The contextual experiences of long term abuse and the impact on the psychological wellbeing of women is an essential consideration to self-defence (and other protective mechanisms). The law needs to make provision for women who kill their partner when they believe that it is the only option available to them to protect themselves or their children.
Consideration needs to be given to systems of power and oppression and how they impact on women’s experiences of violence. To do this effectively, an intersectional approach must be taken, wherein gender is recognized as only one aspect of many identities via which women experience oppression and disempowerment. If the Action Plan fails to appreciate and address the ways in which different types of oppression impact on women’s experience of violence, then it will be failing the women in our community who are already the most disempowered.
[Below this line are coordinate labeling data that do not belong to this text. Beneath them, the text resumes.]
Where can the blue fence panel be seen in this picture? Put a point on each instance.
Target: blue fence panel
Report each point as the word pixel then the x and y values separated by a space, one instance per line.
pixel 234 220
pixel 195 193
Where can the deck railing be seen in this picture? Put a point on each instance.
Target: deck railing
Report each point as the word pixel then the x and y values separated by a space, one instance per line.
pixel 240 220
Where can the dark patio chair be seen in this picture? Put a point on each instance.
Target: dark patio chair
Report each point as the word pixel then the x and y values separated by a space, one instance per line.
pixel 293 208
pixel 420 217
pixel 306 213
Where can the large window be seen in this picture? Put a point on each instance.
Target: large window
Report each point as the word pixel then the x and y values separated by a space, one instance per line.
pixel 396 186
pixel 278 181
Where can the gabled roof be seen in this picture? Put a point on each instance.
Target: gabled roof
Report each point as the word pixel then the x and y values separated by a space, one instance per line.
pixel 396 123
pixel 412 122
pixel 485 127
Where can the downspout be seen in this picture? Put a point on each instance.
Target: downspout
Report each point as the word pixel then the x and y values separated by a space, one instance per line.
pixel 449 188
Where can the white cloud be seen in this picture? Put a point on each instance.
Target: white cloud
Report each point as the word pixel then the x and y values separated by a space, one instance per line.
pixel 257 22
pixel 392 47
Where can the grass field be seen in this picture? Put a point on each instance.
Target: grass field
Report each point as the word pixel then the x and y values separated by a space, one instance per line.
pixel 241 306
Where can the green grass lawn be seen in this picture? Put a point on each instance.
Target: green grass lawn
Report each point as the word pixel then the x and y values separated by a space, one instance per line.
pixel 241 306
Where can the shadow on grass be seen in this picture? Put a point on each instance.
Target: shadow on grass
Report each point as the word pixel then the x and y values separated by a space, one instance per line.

The current Child Support system is failing to adequately provide policies and processes that address domestic and family violence therefore women who have experienced such violence may not receive the specialised services that they require. Women who have experienced domestic or family violence are often uncomfortable self-identifying as a victim or asking for special assistance. Their own safety and wellbeing, and that of their children, is typically their priority, often to the detriment of their financial security, which may lead to reluctance in pursuing options that risk exacerbating an already dangerous situation.
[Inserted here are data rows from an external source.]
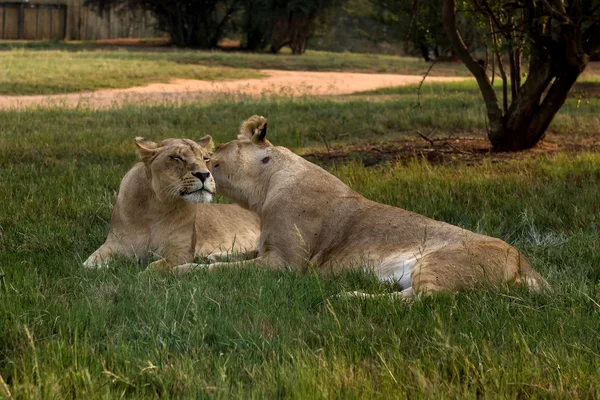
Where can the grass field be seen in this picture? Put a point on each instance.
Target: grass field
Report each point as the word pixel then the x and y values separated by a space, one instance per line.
pixel 26 72
pixel 70 332
pixel 74 68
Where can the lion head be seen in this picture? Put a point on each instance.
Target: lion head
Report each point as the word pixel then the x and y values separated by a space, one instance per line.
pixel 177 168
pixel 242 167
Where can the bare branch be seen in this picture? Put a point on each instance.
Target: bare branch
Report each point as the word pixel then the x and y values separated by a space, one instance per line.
pixel 423 80
pixel 560 16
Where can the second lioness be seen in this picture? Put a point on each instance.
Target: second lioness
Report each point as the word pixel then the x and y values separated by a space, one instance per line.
pixel 310 217
pixel 160 213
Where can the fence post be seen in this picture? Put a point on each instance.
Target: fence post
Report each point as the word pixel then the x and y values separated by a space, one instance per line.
pixel 21 20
Policies aimed at reducing domestic violence must address the contributing factors to domestic violence in society, including the influence of family and early childhood experience, unequal power relations between the genders, the value of women’s work, negative attitudes regarding women, religious, institutional responses and support networks. Adequate policies must aim to reduce the tendency for men to have greater leverage for coercive control, strengthen early intervention initiatives to decrease intergenerational transmission of violence and strengthen the capacity of victims to leave domestic violence and avoid future abusive relationships.
Domestic and family violence is a complex and serious social problem which affects individuals, families, communities, the workplace and the economy. Changes to the welfare system coupled with cutting back relevant support services will ultimately lead to an increase of domestic violence and abuse.